Evaluation of scatter rejection and correction performance of 2D antiscatter grids in cone beam computed tomography

TL;DR

This study evaluates the effectiveness of 2D antiscatter grids in cone beam CT for scatter rejection and correction, demonstrating improved image accuracy and contrast-to-noise ratio through experimental prototypes and novel sampling methods.

Contribution

It introduces a grid-based scatter sampling method combined with 2D ASGs, enhancing scatter correction and image quality in CBCT beyond previous approaches.

Findings

Higher grid ratios reduce CT number variation.

2D ASGs improve contrast-to-noise ratio significantly.

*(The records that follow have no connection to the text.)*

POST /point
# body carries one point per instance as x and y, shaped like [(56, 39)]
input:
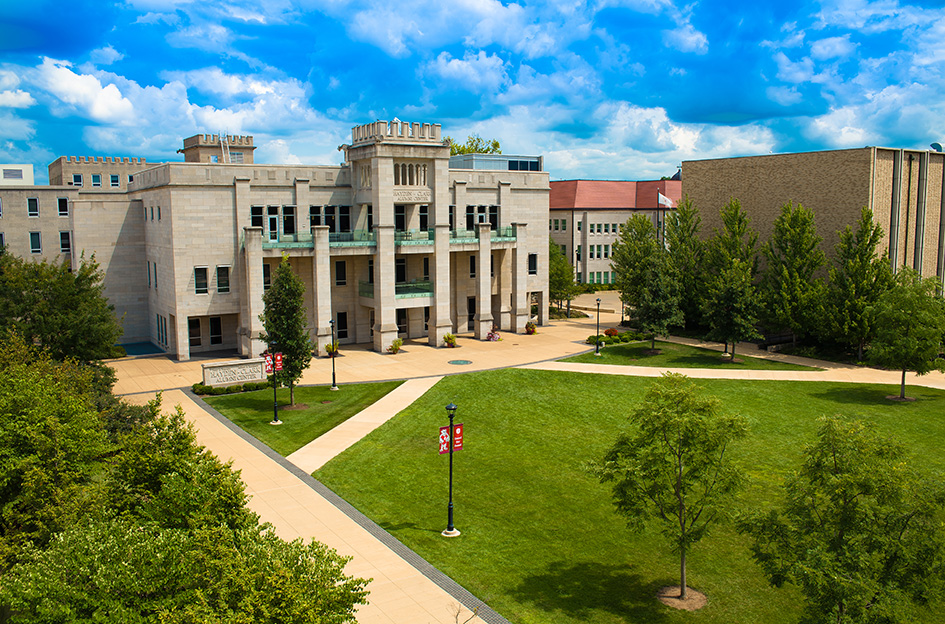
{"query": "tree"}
[(791, 295), (675, 468), (631, 254), (910, 325), (561, 286), (859, 531), (284, 322), (732, 307), (687, 258), (658, 308), (474, 144), (860, 276), (63, 311)]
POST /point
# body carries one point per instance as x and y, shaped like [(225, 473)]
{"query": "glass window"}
[(216, 330), (200, 280), (193, 329), (223, 279)]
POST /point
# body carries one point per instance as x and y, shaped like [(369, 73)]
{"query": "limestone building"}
[(585, 218), (903, 188), (391, 243)]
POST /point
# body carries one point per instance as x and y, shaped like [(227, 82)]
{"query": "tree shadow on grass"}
[(578, 590)]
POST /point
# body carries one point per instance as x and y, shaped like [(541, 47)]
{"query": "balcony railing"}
[(402, 290)]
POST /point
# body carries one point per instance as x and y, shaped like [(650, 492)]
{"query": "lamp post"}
[(450, 529), (334, 354), (275, 403), (597, 339)]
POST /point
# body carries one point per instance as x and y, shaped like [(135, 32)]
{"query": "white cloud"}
[(686, 38), (474, 72), (106, 55)]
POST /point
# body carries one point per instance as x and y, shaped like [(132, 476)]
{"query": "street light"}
[(334, 354), (450, 529), (597, 339), (275, 403)]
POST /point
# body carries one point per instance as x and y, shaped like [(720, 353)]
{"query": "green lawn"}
[(677, 356), (540, 542), (323, 410)]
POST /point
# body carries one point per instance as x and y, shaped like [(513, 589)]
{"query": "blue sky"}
[(611, 89)]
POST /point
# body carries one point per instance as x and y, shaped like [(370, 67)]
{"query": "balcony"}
[(402, 290)]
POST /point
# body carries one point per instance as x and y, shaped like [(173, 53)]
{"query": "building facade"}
[(391, 243), (903, 188), (585, 218)]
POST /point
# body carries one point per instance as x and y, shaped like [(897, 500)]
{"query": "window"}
[(223, 279), (288, 219), (193, 330), (341, 325), (216, 330), (200, 280)]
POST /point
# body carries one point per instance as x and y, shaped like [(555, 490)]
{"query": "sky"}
[(607, 89)]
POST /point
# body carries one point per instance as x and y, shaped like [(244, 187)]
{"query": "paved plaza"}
[(404, 588)]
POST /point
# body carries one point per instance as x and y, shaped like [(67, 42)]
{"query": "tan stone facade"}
[(904, 189), (391, 243)]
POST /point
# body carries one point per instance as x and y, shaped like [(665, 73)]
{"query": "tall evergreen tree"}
[(860, 276), (791, 293), (631, 254), (687, 259), (284, 323)]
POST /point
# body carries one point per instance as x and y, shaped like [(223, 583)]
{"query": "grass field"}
[(323, 410), (540, 542), (678, 356)]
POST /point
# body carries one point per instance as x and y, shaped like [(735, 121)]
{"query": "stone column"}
[(321, 281), (440, 323), (520, 304), (385, 302), (252, 289), (482, 321)]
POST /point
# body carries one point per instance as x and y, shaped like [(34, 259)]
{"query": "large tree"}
[(910, 325), (658, 309), (792, 294), (731, 310), (675, 467), (474, 144), (63, 311), (859, 531), (284, 323), (687, 258), (860, 275), (631, 254)]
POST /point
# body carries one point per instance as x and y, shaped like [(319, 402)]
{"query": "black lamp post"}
[(275, 403), (597, 340), (450, 529), (334, 354)]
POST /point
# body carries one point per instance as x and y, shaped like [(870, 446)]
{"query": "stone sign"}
[(237, 371), (422, 196)]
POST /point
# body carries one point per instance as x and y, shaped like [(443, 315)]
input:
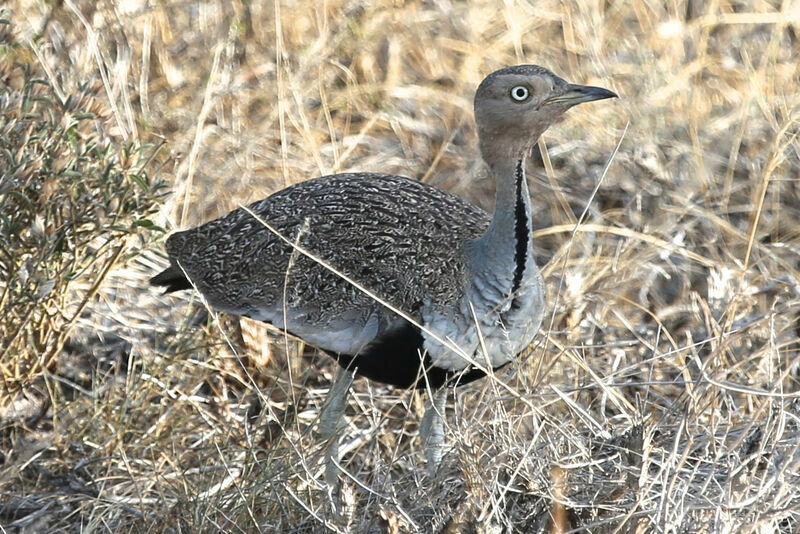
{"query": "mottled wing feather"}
[(397, 237)]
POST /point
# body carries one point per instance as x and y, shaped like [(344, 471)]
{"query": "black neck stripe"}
[(521, 226)]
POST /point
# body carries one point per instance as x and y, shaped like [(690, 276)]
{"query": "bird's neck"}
[(506, 245)]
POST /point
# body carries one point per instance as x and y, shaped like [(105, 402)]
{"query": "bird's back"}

Combined scatter rejection and correction further improve image accuracy.

Abstract

Purpose: We have been investigating 2D antiscatter grids (2D ASG) to reduce scatter fluence and improve image quality in cone beam computed tomography (CBCT). In this work, two different aspects of 2D ASGs, their scatter rejection and correction capability, were investigated in CBCT experiments. To correct residual scatter transmitted through the 2D ASG, it was used as a scatter measurement device with a novel method: grid-based scatter sampling. Methods: Three focused 2D ASG prototypes with grid ratios of 8, 12, and 16 were developed for linac-mounted CBCT geometry. In the first phase, 2D ASGs were used as a scatter rejection device, and the effect of grid ratio on CT number accuracy and contrast-to-noise ratio (CNR) evaluated in CBCT images. In the second phase, the grid-based scatter sampling method was implemented. The percent change in CT numbers was measured by changing the phantom size from head to pelvis configuration.Results: When 2D ASG was used as a scatter rejection device, CT number variation due to change in phantom dimensions was reduced from 23% to 2 - 6%. A grid ratio of 16 yielded the lowest CT number variation. All three 2D ASGs yielded improvement in CNR, up to a factor of two in pelvis-sized phantoms. When 2D ASG prototypes were used for both scatter rejection and correction, CT number variations were reduced further, to 1.3 - 2.6%. Conclusions: When 2D ASG was used solely as a scatter rejection device, substantial improvement in CT number accuracy could be achieved by increasing the grid ratio. 2D ASGs could also provide significant CNR improvement even at lower grid ratios. When 2D ASG was used in conjunction with the grid-based scatter sampling method, it provided further improvement in CT number accuracy, irrespective of the grid ratio, while preserving 2D ASG's capacity to improve CNR.